Elements of the proposal.
Opening. This section should introduce readers to your project and grasp their interest. Present your question (or questions), followed by prominent answers others have offered, followed by the answer you intend to offer. (Or with the last two elements reversed.) Or present the problem or issue you’re addressing, followed by your main claim, which you will then contrast to competing claims others have offered. Please note there are different ways to organize your opening.
Theoretical engagement. In this section, you should situate your thesis in the relevant scholarly literature. What scholarly and theoretical debates will you engage? What are the contours of the debate? This section will require you to explain and summarize the key works or ideas you are engaging.
Discussion of methodology(ies). What kind of evidence will you use to build your argument?
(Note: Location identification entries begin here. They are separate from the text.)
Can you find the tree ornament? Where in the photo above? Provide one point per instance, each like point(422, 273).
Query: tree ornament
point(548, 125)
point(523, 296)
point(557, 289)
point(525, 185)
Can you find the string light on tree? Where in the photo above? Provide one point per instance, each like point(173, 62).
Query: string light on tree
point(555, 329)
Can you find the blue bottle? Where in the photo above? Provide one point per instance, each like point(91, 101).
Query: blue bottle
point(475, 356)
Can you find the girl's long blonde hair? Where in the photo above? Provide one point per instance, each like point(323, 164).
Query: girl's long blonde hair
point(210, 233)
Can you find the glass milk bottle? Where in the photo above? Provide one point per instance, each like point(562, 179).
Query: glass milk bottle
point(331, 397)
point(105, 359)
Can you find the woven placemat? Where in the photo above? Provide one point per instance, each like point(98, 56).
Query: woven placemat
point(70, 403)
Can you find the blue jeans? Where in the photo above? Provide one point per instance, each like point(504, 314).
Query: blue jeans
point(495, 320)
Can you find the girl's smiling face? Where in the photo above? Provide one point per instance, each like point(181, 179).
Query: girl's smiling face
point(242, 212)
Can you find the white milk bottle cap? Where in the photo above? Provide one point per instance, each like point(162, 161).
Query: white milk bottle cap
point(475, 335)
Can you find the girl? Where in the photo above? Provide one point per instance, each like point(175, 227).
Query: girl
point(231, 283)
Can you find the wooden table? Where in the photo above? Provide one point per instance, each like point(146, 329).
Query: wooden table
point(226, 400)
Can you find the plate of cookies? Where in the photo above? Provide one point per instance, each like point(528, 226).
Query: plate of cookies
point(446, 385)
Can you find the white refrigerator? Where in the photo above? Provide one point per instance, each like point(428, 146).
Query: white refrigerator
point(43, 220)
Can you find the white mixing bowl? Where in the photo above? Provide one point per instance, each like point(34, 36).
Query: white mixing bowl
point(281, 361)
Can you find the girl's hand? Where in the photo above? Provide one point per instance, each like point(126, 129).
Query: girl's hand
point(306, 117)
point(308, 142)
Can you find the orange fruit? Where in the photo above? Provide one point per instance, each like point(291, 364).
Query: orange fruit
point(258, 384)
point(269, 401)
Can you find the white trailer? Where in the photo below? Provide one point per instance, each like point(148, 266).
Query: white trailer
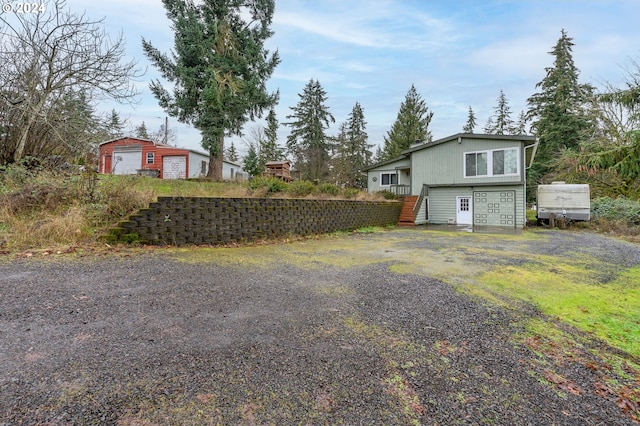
point(564, 201)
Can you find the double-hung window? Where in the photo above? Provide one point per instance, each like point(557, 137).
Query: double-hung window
point(387, 179)
point(497, 162)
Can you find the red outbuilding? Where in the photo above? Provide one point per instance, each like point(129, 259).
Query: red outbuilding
point(130, 156)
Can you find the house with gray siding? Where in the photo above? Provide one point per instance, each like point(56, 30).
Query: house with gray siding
point(464, 179)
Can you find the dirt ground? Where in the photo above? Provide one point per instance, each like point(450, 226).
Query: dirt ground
point(354, 329)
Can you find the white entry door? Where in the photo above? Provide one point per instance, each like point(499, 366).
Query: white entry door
point(464, 211)
point(174, 167)
point(126, 162)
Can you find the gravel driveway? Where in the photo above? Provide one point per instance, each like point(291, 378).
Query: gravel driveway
point(313, 332)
How will you obtain it? How will it help you address your question or build your argument? Depending on your research design, some of you will need to devote more space to a discussion of methodology than others.
**Depending on where you are in the research process, you may attempt to write the first three parts above is they were the opening pages of your thesis. As such, do not just describe what you are doing in insular segments, as if completing an assignment, but write the sections in the integrated format and style of a completed essay.
Outline of your thesis. Provide an organizational outline of your thesis. Identity the key parts or sections of your thesis. This should include a short paragraph for each section. Plotting the structure of your thesis will help you to imagine the whole and begin thinking about how the parts relate to that whole.
Timeline for completion of project. Identify a target date for completion of research and writing for each section. Please allow realistic amounts of time. You should aim to have a draft of the entire write-up by the seventh week of winter quarter (week of Feb 12), so that your supervisors can read and comment, and you can then revise the whole. That gives you about 10 weeks from the time you submit this prospectus to the time of finishing your first complete draft, and several weeks for final revisions. Please note that different authors and different projects will unfold in different ways and rates.
Preliminary bibliography. Identify key sources. Of course, this will not be a complete bibliography, but you should start growing your list.
General comments. You should continue moving full-steam ahead on your honors thesis, doing all the things necessary for this undertaking – reading, gathering sources, consulting with your advisor and other experts (including but not limited to UW faculty members), acquiring the necessary research techniques, note-taking, brainstorming alone and with others, formulating and reformulating your ideas, trying out arguments, etc. At some point (sooner than will feel natural) you will want to begin actually drafting parts of your thesis. Remember that you can always discard drafts. We learn from our mistakes as well as our successes. Writing the proposal is only a small part of your thesis work.
As with earlier drafts, please share your proposal with your advisor for their comments.